To find the individuals with no parent, we need to compare the individuals in our parentsObj with those in the childObj. Any key that appears in the parentsObj but no the childObj would be included in the array of individuals with no parent. I chose to do this by finding the keys of the parentObj and then filtering those in relation to the keys of the childObj:
Object.keys(parentsObj).filter(key => !Object.keys(childObj).includes(key))
To find children with only parent requires another Object.keys method but a slightly easier: take all of the keys from the childObj and filter them, finding any key whose value is equal to one (that is, any child who only appears one time at sub-array index one).
Object.keys(childObj).filter(key => childObj[key] === 1)
Once we account for an edge case in which the array fed into the function is empty, we have an answer.

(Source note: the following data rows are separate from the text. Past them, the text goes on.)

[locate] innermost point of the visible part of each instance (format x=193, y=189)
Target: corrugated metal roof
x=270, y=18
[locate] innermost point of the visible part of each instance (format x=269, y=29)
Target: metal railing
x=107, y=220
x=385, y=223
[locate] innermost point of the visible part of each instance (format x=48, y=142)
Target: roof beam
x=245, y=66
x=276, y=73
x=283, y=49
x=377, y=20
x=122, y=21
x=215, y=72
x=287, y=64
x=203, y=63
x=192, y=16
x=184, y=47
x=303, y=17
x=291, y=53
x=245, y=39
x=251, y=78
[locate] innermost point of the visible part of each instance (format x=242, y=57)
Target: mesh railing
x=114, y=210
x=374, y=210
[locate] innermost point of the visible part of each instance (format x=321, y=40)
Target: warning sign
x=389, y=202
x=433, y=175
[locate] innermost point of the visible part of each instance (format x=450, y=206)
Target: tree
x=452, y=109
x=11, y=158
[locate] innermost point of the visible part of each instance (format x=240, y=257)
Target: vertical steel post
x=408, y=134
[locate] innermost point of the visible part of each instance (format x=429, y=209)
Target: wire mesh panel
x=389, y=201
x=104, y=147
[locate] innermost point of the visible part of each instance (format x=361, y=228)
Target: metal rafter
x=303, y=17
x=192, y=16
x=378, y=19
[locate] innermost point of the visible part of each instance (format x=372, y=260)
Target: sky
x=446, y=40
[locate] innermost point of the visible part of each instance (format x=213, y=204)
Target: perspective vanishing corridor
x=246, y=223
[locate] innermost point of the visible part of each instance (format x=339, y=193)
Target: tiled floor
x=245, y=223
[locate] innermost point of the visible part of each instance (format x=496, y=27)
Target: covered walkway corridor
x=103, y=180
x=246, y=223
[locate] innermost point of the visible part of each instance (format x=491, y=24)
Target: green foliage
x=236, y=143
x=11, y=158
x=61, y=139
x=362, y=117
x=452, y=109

function findNodesWithZeroAndOneParents(arr){
if (arr.length === 0) return 0;
let parentsObj = {}
let childObj = {}
for (const subArr of arr){
if (!parentsObj[subArr[0]]){
parentsObj[subArr[0]] = 1
} else {
parentsObj[subArr[0]] += 1
}
if (!childObj[subArr[1]]){
childObj[subArr[1]] = 1
} else {
childObj[subArr[1]] += 1
}
}
let noParents = Object.keys(parentsObj).filter(key => !Object.keys(childObj).includes(key))
let oneParent = Object.keys(childObj).filter(key => childObj[key] === 1)
return {"No Parents": noParents, "One Parent": oneParent}
}
NB: Because JavaScript does not allow return on multiple variables, I returned the answer as an object, with the keys referring to the different information needed and their values referring to the appropriate arrays.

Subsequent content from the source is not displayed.